Figure 6. Spleen is required for the onset of malaria-associated ALI.

(A) Survival and (B) parasitemia of splenectomised and control P. berghei ANKA-infected DBA mice. (C) Levels of VEGF in the serum of non-infected (NI) DBA mice, P. berghei ANKA-infected DBA mice with ALI and splenectomised P. berghei ANKA-infected DBA mice were taken on the same day as control DBA infected mice developed ALI. Results are shown as mean concentration ± standard deviation. (*P<0.01).

Figure 7. VEGF promotes ALI onset in mice with malaria.
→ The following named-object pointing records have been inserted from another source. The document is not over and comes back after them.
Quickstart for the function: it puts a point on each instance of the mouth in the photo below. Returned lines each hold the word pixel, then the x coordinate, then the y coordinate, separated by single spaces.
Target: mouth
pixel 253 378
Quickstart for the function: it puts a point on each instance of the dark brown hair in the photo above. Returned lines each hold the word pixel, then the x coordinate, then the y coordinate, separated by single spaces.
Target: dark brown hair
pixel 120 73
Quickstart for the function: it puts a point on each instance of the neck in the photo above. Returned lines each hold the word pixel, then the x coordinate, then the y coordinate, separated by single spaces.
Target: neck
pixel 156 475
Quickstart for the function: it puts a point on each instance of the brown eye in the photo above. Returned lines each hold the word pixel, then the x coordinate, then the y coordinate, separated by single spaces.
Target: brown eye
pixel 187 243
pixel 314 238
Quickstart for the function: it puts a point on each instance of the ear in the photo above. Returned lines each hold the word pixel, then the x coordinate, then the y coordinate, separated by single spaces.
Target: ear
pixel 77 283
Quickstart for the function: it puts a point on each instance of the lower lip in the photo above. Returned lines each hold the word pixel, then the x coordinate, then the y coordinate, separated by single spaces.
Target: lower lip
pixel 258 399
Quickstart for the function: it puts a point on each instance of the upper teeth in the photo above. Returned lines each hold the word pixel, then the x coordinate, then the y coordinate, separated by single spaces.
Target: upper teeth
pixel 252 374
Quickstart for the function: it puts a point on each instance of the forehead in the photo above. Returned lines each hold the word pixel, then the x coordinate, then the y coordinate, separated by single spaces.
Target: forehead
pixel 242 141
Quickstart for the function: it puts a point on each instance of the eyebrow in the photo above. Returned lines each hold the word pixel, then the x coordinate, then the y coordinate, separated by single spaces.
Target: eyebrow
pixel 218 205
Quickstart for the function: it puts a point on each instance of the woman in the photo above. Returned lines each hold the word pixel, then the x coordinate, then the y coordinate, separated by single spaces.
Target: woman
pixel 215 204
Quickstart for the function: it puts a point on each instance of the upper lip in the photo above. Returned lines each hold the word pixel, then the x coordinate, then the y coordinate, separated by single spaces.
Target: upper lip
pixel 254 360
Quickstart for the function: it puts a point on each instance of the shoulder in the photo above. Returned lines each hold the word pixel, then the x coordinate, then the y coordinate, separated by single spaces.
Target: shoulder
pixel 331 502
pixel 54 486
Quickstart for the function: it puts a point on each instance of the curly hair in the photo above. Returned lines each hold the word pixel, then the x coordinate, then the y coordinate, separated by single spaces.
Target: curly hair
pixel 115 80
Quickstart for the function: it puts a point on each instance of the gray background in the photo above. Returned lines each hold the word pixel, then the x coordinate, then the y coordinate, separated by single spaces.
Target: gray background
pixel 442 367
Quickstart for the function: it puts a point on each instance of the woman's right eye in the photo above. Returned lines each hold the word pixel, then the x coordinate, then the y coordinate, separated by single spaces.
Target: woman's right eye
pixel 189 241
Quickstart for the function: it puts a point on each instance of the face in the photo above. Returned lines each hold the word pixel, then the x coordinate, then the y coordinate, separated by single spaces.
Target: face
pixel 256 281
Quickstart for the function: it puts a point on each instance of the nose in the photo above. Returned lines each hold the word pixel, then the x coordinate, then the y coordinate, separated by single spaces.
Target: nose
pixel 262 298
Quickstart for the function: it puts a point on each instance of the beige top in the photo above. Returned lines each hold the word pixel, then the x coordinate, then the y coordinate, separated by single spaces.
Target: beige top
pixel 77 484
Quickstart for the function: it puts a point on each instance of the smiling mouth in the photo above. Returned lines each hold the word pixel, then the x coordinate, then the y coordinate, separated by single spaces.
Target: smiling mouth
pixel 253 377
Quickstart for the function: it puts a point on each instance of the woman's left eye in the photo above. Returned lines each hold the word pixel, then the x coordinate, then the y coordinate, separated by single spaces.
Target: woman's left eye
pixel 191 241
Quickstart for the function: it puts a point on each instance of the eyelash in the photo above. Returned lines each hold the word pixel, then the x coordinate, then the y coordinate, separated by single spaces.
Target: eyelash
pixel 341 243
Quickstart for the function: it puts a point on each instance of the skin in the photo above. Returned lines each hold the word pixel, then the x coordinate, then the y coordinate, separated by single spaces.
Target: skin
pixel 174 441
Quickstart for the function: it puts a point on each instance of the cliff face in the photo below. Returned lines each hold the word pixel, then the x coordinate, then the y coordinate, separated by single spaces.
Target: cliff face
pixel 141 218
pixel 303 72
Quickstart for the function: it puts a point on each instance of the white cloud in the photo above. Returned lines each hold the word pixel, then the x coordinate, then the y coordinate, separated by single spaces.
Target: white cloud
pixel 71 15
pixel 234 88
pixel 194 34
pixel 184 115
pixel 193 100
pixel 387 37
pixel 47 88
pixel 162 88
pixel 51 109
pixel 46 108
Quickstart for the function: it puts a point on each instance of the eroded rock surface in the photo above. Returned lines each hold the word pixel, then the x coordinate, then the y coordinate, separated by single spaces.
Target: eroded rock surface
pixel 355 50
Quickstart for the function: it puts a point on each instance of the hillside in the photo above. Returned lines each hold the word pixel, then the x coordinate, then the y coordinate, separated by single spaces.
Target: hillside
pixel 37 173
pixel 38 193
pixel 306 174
(A) Levels of the soluble form of VEGF receptor (sFLT1) in the serum of P. berghei ANKA-infected DBA mice with ALI or mice in HP group. Since only small volumes of blood from the mouse tail vein can be used for this determination, the group classification was only performed by the end of each experiment by determining the cause of death. (B) Levels of the soluble form of VEGF receptor (sFLT1) in the serum of P. berghei ANKA-infected DBA mice after the administration, by intraperitoneal injection on day 3 and day 5 after infection, of LacZ and sFLT1-expressing adenoviruses (n = 11 animals per group). Results are shown as mean concentration ± standard deviation. (C) Survival of LacZ and sFLT1-expressing adenoviruses treated P. berghei ANKA-infected DBA mice. (D) Levels of VEGF in the serum of the control LacZ-expressing adenoviruses-treated P. berghei ANKA-infected DBA (ALI and non-ALI/HP) mice versus the sFLT1-expressing adenoviruses-treated P. berghei ANKA-infected DBA (non-ALI/HP) mice. Results are shown as mean concentration ± standard deviation. (*P<0.05).

Figure 8. Exposure to CO suppresses onset of malaria-associated ALI.

(A–B) Effect of CO inhalation on P. berghei ANKA-infected DBA mice survival (A) and parasitemia (B). CO inhalation (starting at day 2 after infection and during 72 h) was compared to normal atmosphere. Parasitemias are shown as mean ± standard deviation (n = 10 animals per group). (C) Levels of VEGF in the sera of P. berghei ANKA-infected DBA mice exposed to air or CO. Results are shown as mean concentration ± standard deviation (n = 3 mice per group). (*P<0.01) (D–F) Quantification of edema and haemorrhages of hematoxylin-eosin-stained lung sections of non-infected DBA mice (NI DBA) versus P. berghei ANKA-infected DBA mice exposed to air, I DBA (ALI), or CO, I DBA+CO, using a blinded score system (1-mild, 4-severe). Images are representative of 6 mice in 2 independent experiments.